Effect on Decapod Installation
Installation can take 24 to 48 hours due to the following issues:
Packages slow to download from primary sites.
Yes/No prompts in Ocropus installation halts progress.
Final console output in installation process may read "Success" but only refers to the last package installed. No way to tell what was installed and what failed in the whole operation.
The Work
Post processing
Blemishes and artefacts removed from images. Processing can replace original, or create a new copy.
Priority: Out of scope.
Ordering
Page ordering by file system naming.
May need a good way of sorting / ordering by name, possibly by other fields (i.e. modified date?)
Rotation
2 types of rotation operations: orientation, and skew.
Orientation adjust horizontal orientation to vertical.
Skew adjusts the vertical alignment of the image by small degrees.
thoughts: slider, overlaid grid, text field / spinner, revert.
Typically, deskewing an image can cause empty space to appear on parts (i.e. after an image is rotated clockwise, empty space is introduced to the top-left and bottom-right corners).
Cropping
Sometimes cropping is done on an image that has not been deskewed. Deskewing a cropped image would traditionally introduce unwanted empty space around the edges of the image.
Quality Assurance
Manually examine digitized material for visual quality: clarity, contrast, artefacts.

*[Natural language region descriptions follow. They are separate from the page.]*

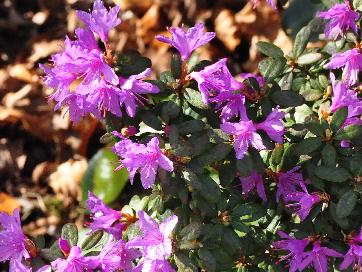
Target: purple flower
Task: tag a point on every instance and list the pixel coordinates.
(154, 265)
(351, 60)
(187, 41)
(354, 255)
(270, 2)
(289, 182)
(13, 241)
(245, 134)
(215, 78)
(255, 180)
(100, 20)
(117, 256)
(103, 217)
(341, 19)
(132, 88)
(344, 97)
(75, 261)
(317, 257)
(82, 78)
(155, 241)
(273, 126)
(294, 246)
(302, 202)
(141, 158)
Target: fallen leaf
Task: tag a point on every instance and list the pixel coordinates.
(8, 203)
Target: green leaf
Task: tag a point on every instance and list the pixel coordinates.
(176, 65)
(307, 146)
(184, 263)
(329, 155)
(191, 232)
(350, 132)
(309, 58)
(101, 179)
(70, 233)
(311, 94)
(287, 98)
(301, 41)
(169, 111)
(92, 240)
(277, 154)
(357, 4)
(332, 174)
(191, 126)
(151, 120)
(346, 204)
(269, 49)
(194, 98)
(272, 67)
(208, 261)
(286, 81)
(131, 63)
(338, 118)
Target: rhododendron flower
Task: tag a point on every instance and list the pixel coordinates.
(103, 217)
(318, 257)
(117, 256)
(341, 19)
(214, 79)
(344, 97)
(82, 78)
(351, 60)
(13, 242)
(100, 20)
(294, 246)
(270, 2)
(155, 242)
(289, 182)
(255, 180)
(187, 41)
(302, 202)
(354, 255)
(142, 158)
(132, 88)
(245, 132)
(75, 261)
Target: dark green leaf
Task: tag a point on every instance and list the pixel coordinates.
(191, 126)
(191, 232)
(301, 41)
(272, 67)
(338, 118)
(176, 65)
(92, 240)
(269, 49)
(184, 263)
(329, 155)
(309, 58)
(346, 204)
(350, 132)
(208, 261)
(332, 173)
(307, 146)
(194, 98)
(70, 233)
(287, 98)
(131, 63)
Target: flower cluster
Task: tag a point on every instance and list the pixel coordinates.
(291, 134)
(83, 76)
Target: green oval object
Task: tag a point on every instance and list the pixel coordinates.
(101, 179)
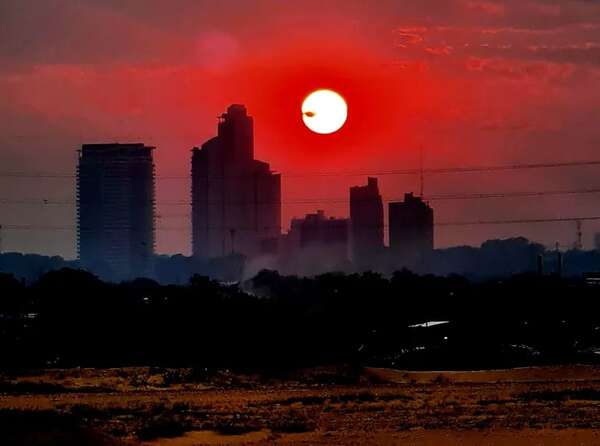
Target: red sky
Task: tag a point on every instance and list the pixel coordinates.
(473, 81)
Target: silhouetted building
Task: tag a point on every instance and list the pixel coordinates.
(115, 209)
(366, 216)
(315, 244)
(411, 230)
(236, 200)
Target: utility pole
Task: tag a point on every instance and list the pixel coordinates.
(579, 239)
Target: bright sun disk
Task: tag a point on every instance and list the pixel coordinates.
(324, 111)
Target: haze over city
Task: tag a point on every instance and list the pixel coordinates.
(472, 82)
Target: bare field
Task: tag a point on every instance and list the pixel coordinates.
(135, 406)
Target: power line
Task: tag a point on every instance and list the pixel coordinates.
(442, 223)
(314, 200)
(412, 171)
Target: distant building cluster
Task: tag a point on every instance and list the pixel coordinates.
(236, 211)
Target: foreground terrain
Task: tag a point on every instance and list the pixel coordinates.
(179, 407)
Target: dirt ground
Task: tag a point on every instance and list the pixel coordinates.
(183, 407)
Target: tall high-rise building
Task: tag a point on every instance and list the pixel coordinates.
(411, 230)
(115, 209)
(366, 216)
(236, 200)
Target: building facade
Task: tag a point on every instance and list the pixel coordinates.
(411, 230)
(315, 244)
(236, 200)
(115, 210)
(366, 216)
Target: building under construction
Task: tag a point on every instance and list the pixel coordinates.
(115, 209)
(411, 231)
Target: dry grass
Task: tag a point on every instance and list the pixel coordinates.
(144, 404)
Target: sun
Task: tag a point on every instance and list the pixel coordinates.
(324, 111)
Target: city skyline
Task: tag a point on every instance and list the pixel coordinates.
(476, 83)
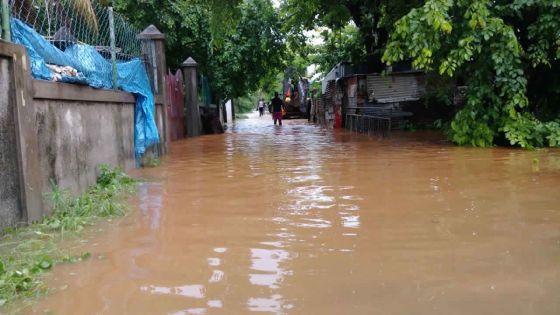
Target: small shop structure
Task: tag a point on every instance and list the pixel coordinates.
(366, 102)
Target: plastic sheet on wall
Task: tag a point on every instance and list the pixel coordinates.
(96, 71)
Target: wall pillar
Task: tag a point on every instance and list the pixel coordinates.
(20, 128)
(153, 50)
(189, 68)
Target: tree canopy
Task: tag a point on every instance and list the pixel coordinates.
(503, 51)
(237, 44)
(506, 52)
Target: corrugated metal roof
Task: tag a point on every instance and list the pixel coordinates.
(396, 87)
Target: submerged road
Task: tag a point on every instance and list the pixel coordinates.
(302, 220)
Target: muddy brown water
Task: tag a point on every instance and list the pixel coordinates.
(302, 220)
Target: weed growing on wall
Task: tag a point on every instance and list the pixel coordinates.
(26, 253)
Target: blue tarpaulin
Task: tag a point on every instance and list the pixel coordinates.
(95, 71)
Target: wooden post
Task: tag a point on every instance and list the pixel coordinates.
(113, 47)
(153, 50)
(193, 123)
(5, 25)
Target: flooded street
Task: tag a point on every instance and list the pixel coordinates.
(302, 220)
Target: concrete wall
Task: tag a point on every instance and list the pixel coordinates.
(58, 132)
(75, 136)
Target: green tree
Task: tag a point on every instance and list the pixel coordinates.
(237, 55)
(494, 47)
(373, 20)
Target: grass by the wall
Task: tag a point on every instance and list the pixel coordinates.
(27, 252)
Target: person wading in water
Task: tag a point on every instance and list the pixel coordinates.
(260, 107)
(277, 106)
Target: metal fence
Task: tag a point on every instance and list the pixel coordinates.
(64, 22)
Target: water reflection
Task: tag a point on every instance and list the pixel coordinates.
(304, 220)
(150, 202)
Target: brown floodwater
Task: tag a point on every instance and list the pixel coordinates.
(302, 220)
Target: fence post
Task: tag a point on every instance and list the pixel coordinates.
(113, 47)
(153, 50)
(189, 68)
(5, 25)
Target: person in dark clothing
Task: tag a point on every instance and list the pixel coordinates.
(277, 106)
(308, 111)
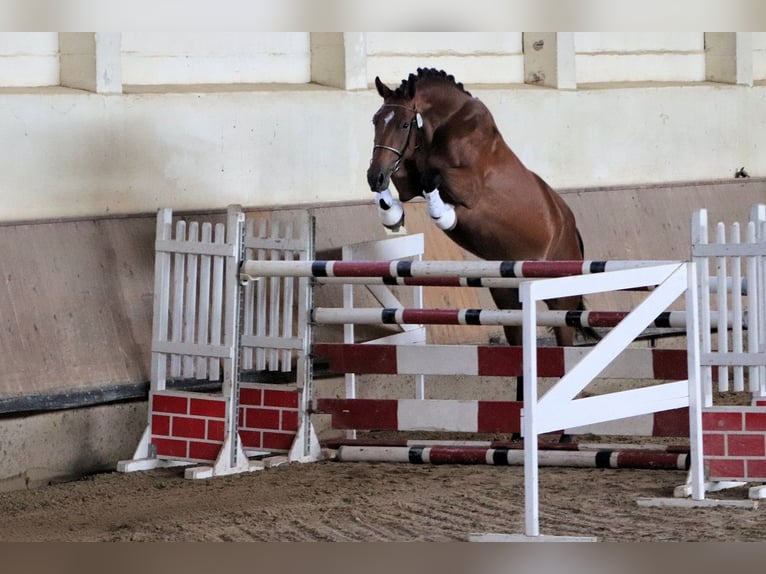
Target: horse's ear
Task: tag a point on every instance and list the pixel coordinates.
(382, 88)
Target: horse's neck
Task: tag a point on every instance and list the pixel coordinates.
(438, 104)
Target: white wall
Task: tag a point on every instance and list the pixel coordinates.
(29, 59)
(639, 56)
(215, 57)
(759, 56)
(71, 153)
(487, 58)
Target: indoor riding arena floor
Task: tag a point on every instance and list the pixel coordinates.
(370, 502)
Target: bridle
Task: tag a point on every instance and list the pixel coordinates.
(399, 152)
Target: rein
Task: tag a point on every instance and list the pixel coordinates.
(400, 152)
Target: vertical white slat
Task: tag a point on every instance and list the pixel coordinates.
(420, 380)
(723, 308)
(179, 276)
(736, 308)
(758, 217)
(248, 305)
(275, 300)
(753, 311)
(261, 302)
(288, 288)
(761, 294)
(216, 303)
(230, 382)
(699, 233)
(349, 337)
(304, 366)
(203, 310)
(190, 301)
(161, 302)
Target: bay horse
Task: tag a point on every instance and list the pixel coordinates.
(434, 140)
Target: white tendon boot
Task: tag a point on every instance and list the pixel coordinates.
(390, 210)
(442, 214)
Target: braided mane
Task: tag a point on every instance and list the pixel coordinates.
(410, 83)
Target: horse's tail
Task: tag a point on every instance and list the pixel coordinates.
(585, 332)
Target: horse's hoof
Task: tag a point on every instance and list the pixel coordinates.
(396, 226)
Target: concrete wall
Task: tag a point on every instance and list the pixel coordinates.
(121, 135)
(100, 128)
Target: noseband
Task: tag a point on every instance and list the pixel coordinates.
(399, 152)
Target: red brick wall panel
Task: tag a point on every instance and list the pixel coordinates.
(215, 430)
(716, 420)
(188, 427)
(714, 444)
(204, 450)
(262, 418)
(208, 408)
(283, 399)
(746, 445)
(250, 396)
(289, 420)
(755, 421)
(170, 404)
(756, 469)
(726, 468)
(278, 441)
(170, 447)
(160, 425)
(251, 439)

Check image resolution / DPI value (i.e. check for 600 DPI)
DPI
How can DPI be calculated from a photograph or image? How do we determine "true DPI"?
"True DPI" = (horizontal pixels * vertical pixels) / (width of original in inches * height of original in inches)
Pass / fail pages, or entire work.
Metadata
Work is often identified by a unique ID (i.e. Dublin core ID), title, and author.
Metadata for all works kept in a database like dspace
Some possible metadata specific to digitization:
Name of person doing the work
When work was completed
Name of reviewer
When work was last reviewed
QA:Pass / Fail
QA: Pass / Fail remarks
Equipment used
Exporting
Exports can be to different formats, quality, and sizes.
Observed 4 main schemes: Web, local, high-quality, archive quality, and masters.
Web format would be a reduced size and quality file(s). Good for screen reading, but not necessarily for printing.
Local format would be higher resolution fit for screen reading and printing on common paper (i.e. A4 or Letter)
Archive quality would be the best resolution available for archiving purposes.
Masters format stores the original unmodified files.
Exported files should be identifiable to the work.
Filenaming to follow some sort of metadata?
i.e. using Dublin core ID: uimac139204.pdf or uimac139204_0001.tif
DPI an important setting to control: 600 DPI for archiving, 100 DPI for web.
Output formats: PDF, JPEG, PNG, TIFF.
Work Management
One person will likely work on just 1 piece at a time.
Many people can work on the same work station.
A person may take more than one session to complete a work.
Materials
Some materials are bounded compilations with multiple works. Each work may have a unique ID.
Some materials are so fragile that handling degrades the work.
Human Factors
Work can be tedious
Automate as much as possible.
Speed up processes where possible (i.e. better software / hardware, reducing quality, etc.)
Economics
Some digitization work is paid per page.
Operator has desire to increase speed and reduce tedium.
Manager has desire to increase quality, while balancing time and money.
Statistics
At UI: 200000+ pages digitized in 3 months, by 10 people (not sure how many person hours). At current rate, will take 2+ years to digitize all the material they would like.